Ein seltsames Aufeinandertreffen
(Grayson Owl P.O.V.)
Auf meine Aussage hin schaute sie mich direkt erschrocken an. Ich wusste es, ich hatte bei ihr irgendeine Erinnerung ausgelöst. „Ich dachte, du würdest dich nicht daran erinnern.", hauchte sie. „Wusste nicht, ob ich dich überhaupt darauf ansprechen soll." „Ich auch nicht.", antwortete ich wahrheitsgemäß. „Hatte Angst, dass du irgendwie ausrastest, wenn ich dich auf etwas aus deiner Vergangenheit anspreche."
„Warum sollte ich deswegen ausrasten, wenn du mir dazu 'ne Frage stellst?", fragte sie nun verwirrt. „Ich fange nicht direkt mit einem Vortrag darüber an, wie wenig man Menschen da vertrauen kann." Dann lachte sie.
Ich schaute zu Boden. Sie hatte bei mir einen Nerv getroffen. „Lass mir doch meine Paranoia.", antwortete ich. „Ich habe Gründe dafür." „Wegen der Sache mit Dylan in der Bibliothek?", fragte sie.
Woher zum Teufel weiß sie davon? Bestimmt hat sie irgendwen gefragt. „Wen hast du gefragt?", fragte ich zurück. „Den Schulsprecher.", antwortete sie schlicht. „Ben's Cousin, Derek." „Also wieder mal nur die halbe Geschichte.", meinte ich und verdrehte die Augen. „Genauso die, die alle anderen auch erzählen." Ich stöhnte auf. Ich hatte es satt, dass immer die falsche Geschichte erzählt wird und meine Geschichte, die die wirklich passiert ist, fälschlicherweise als Lüge abgestempelt wird.
„Wie lautet denn die ganze Geschichte dahinter?", fragte sie nun. Sie ließ da echt nicht locker. Sie muss ja schließlich Derek auch gefragt haben. Freiwillig hat er ihr das wahrscheinlich nicht erzählt. „Ich denke, meine Antwort von vorhin hat gereicht, oder nicht?", erwiderte ich und schaute sie an. Sie nickte, blickte aber zu Boden. Hatte ich irgendwas falsches gesagt? Ist sie etwa traurig, dass ich ihr nicht vertraue? Ich vertraue niemanden. Nicht mal ihr. Auch, wenn sie eher vertrauenserweckend ist als so mancher anderer an dieser Schule, die Lehrerschaft eingeschlossen.
(Elly Hampshire P.O.V.)
Warum wollte er denn die wahre Geschichte nicht erzählen? Es bildeten sich Fragezeichen in meinem Kopf. Er vertraute scheinbar niemanden, nicht einmal mir.
Aber warum vertraute er niemanden? War es wegen der Sache mit Dylan? Die waren vorher doch so dick befreundet? Was muss zwischen den beiden vorgefallen sein, dass sie sich jetzt bis aufs Blut hassen? Ich verstehe es nicht!

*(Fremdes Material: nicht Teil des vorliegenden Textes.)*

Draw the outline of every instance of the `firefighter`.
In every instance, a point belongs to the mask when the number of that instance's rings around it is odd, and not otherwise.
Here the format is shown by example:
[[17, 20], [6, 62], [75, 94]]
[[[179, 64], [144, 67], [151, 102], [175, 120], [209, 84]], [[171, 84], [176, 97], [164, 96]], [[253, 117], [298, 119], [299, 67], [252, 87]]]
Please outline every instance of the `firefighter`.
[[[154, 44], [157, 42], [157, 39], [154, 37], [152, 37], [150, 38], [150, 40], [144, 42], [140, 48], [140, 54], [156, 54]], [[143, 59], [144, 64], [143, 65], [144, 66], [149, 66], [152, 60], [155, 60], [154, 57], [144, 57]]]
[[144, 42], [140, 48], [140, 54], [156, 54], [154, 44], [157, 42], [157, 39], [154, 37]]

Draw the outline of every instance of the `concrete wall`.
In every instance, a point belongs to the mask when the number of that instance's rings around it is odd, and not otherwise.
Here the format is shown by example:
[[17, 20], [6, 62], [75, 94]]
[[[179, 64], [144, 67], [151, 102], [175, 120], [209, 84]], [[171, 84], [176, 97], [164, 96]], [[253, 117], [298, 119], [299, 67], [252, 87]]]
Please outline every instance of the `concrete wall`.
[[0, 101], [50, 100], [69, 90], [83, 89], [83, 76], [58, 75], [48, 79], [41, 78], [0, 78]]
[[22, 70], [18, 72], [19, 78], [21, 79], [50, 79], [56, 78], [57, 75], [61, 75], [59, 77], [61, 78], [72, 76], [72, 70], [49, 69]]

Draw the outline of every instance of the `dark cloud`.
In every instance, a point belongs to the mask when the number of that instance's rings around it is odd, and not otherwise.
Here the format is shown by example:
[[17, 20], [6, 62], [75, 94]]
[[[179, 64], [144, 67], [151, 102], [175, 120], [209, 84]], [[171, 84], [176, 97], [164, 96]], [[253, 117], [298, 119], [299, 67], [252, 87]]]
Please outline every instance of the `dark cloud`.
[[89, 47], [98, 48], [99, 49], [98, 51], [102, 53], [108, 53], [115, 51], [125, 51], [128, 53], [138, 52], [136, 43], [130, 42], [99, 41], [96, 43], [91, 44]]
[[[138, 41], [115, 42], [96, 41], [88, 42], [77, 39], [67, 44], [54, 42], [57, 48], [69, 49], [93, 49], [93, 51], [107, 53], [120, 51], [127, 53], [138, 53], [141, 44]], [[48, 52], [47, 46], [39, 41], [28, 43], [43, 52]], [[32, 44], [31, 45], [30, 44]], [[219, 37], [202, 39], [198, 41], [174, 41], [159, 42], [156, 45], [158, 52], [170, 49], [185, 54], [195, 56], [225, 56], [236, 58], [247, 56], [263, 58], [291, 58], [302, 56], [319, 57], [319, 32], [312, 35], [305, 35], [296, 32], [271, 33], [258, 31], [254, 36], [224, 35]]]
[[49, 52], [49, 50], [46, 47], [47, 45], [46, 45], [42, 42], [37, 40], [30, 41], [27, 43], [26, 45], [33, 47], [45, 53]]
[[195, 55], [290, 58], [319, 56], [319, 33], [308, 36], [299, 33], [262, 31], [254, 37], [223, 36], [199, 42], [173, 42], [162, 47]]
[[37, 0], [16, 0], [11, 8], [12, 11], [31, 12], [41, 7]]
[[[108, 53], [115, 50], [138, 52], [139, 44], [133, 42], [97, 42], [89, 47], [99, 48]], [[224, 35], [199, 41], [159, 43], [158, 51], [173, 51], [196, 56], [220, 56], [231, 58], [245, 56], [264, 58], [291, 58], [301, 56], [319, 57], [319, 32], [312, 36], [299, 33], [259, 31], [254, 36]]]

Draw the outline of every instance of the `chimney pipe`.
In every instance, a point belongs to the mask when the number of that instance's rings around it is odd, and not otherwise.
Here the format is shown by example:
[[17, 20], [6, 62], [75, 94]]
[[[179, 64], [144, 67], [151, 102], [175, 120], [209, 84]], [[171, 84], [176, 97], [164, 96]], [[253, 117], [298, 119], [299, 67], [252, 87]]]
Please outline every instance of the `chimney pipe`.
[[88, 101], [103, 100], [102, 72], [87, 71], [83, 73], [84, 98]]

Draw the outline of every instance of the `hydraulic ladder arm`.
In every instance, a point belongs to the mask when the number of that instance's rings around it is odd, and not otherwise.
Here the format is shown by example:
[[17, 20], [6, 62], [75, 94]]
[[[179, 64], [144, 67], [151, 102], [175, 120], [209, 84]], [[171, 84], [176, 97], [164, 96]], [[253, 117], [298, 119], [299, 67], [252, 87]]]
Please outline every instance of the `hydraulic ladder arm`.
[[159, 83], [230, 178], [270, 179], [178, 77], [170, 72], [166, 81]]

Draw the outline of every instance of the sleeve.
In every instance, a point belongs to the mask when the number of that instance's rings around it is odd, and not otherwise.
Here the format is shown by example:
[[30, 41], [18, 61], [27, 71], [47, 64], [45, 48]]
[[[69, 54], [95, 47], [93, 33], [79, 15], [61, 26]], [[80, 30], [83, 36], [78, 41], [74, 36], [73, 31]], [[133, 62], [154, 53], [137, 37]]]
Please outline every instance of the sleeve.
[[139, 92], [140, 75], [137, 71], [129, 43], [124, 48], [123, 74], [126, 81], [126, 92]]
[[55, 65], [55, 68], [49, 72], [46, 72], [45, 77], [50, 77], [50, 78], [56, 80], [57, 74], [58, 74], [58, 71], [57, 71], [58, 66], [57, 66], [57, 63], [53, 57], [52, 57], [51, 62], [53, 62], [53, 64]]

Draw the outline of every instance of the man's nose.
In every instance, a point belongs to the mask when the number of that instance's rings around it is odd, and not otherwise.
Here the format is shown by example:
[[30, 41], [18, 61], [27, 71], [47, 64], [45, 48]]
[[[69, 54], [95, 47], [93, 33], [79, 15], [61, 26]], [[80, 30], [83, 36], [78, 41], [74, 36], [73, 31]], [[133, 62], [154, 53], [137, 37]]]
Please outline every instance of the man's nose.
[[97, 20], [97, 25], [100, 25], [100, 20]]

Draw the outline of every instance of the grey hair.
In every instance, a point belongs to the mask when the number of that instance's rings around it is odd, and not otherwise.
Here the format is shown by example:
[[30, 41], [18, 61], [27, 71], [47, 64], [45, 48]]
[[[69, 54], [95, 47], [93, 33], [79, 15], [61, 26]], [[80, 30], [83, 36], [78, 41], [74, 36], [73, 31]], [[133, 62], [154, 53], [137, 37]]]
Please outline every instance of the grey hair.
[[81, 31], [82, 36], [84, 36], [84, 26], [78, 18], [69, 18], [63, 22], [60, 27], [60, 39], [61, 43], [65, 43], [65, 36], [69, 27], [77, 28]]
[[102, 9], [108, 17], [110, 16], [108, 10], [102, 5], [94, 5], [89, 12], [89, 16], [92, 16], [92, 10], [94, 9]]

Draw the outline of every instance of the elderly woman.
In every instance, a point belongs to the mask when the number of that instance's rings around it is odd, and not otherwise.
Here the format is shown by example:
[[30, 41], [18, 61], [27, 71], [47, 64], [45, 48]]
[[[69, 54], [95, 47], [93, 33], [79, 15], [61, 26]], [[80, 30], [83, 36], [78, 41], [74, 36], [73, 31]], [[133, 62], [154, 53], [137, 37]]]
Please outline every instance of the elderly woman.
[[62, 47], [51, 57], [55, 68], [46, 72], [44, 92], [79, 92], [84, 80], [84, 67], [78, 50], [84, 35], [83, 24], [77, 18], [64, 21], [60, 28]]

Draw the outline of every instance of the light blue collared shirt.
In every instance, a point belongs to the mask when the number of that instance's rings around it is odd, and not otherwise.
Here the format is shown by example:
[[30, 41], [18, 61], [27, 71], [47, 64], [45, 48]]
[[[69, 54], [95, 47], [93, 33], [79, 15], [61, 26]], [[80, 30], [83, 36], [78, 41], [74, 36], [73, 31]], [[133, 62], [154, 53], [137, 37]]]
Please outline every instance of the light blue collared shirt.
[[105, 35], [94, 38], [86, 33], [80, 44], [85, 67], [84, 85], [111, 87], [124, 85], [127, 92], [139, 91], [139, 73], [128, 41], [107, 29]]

Und warum will der einzige, der die wahre Geschichte erzählen könnte, nicht einfach auspacken? Die ganze Sache dabei wird mir ehrlich nicht ganz klar.
Plötzlich spürte ich ein leichtes Vibrieren im Rollstuhl. Ich schaute auf den Boden, aber Grayson stand still da. Jemand schien zu kommen. „Da kommt wer.", sagte ich leise. Er schaute mich an und dann zog er sein Handy hervor und schaute darauf. „Scheiße.", fluchte er. „Es ist schon nach neun." Ich schaute ihn verdutzt an, bevor ich es begriff: „Geschlechtersperre.", murmelte ich.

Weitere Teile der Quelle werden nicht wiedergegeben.